Sharif, Ahlam | Jordania
Ahlam graduated from the University of Jordan in 2005 with a BSc. in Architectural Engineering. She was trained and then employed as an architect in a number of architectural design firms and real estate development companies in Jordan and Saudi Arabia. Her key areas of expertise include architectural and urban design and user perceptions and behaviors pertaining to technological and innovative design concepts. She obtained her MA in Architecture and Urbanism from Manchester School of Architecture in 2012. She is currently a Doctoral candidate at Manchester Architecture Research Centre (MARC), the University of Manchester, pursuing a PhD degree in Architecture. Her main research interests are in the area of sustainable architecture and its transferability over different places and times.
Parallel to pursuing her postgraduate degrees, she actively worked as a teaching assistant and enthusiastically participated in organizing several events and conferences in Manchester, UK that aimed at promoting knowledge sharing amongst researchers and addressing concurrent sustainability issues. In addition to that, she participated in multiple workshops, competitions, seminars, and conferences in the UK, the Netherlands, Austria, and Portugal, where a focus on sustainability was most evident. She has also spent a month in 2014 as a Fellow of the Institute for Advanced Studies on Science, Technology and Society in Graz, Austria.
Project at IAS-STS: The transferability of sustainable design concepts
The research aims at applying a closer look on the transferability of sustainable design concepts and the role of and the effect on technology in achieving such transfer between the developed and developing parts of the world, with the different contexts they present. The main case study emphasized by the research is Masdar eco-city that evolved through collaboration between the architectural and urban planning firm Foster and Partners in London (UK) as the lead designer and the government of Abu Dhabi (UAE) as the main developer. Focus is provided on the first two phases comprising part of Masdar Institute of Science and Technology, with particular interest in the residential units accommodating the students of the institute.

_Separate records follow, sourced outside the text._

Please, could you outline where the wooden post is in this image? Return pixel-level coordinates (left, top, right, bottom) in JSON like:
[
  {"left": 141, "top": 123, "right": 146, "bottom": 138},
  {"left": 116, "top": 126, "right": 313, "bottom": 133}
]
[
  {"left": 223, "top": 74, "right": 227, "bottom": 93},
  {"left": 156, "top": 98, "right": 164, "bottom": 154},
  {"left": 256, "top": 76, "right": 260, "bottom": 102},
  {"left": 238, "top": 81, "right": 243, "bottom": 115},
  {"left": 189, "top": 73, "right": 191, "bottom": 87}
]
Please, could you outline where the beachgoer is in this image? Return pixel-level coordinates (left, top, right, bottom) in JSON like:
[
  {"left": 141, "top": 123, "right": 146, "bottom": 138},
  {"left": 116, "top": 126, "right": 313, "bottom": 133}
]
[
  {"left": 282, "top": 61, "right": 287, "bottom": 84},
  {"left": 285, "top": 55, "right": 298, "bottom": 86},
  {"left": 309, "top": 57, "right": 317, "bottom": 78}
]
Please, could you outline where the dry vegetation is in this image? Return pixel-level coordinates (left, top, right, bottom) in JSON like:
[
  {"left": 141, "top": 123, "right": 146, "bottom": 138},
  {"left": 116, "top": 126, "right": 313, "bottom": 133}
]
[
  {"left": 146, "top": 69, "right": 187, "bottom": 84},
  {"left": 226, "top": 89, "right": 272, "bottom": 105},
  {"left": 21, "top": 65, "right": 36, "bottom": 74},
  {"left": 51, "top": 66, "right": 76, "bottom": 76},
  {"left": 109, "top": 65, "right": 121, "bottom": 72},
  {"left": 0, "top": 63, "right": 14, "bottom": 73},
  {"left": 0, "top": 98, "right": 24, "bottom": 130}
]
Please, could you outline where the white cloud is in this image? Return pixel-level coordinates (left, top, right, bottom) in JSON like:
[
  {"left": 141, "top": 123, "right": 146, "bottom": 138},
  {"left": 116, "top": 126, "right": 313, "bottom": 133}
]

The question addressed by the research is on how sustainable design strategies are intended by the designer, potentially managed by the developer, and eventually experienced by the user while taking into account other involved actors. This assumes further importance where the designer from one hand and the developer and the user from the other happen to be from different contexts at a particular time. How could those ideas of sustainability accordingly be transferable between them while being modified, recreated, and re-appropriated in so many different ways and, at the same time, affecting their social and cultural surrounding? Put differently, how slow, elaborate, and contingent is such a transfer process when taking into account the variability of contexts at a particular time reflecting different needs, circumstances, knowledge, backgrounds, and expectations in relation to sustainability, which marks the particularity of this research.
In order to explore these aspects, the research entails elaborate fieldwork that includes formal and informal interviews with the designer, developer, and end user, along with other involved actors. This comes in addition to site observation inside and outside the residential units themselves, with the aim of grasping the full complexity of technology and its transfer.
Selected Publications
Sharif A., 2014. Rethinking Sustainable Architecture: Beyond the Technological Approach, in Khan A. (Ed.), Architecture and sustainability: Critical perspectives. Brussels: LUCA Press (forthcoming).
Sharif A., 2014. ‘Sustainable Design Concepts Across Borders: The Case of Masdar’. Paper presented at the 5th International Sustainability Transitions Conference, Utrecht, the Netherlands.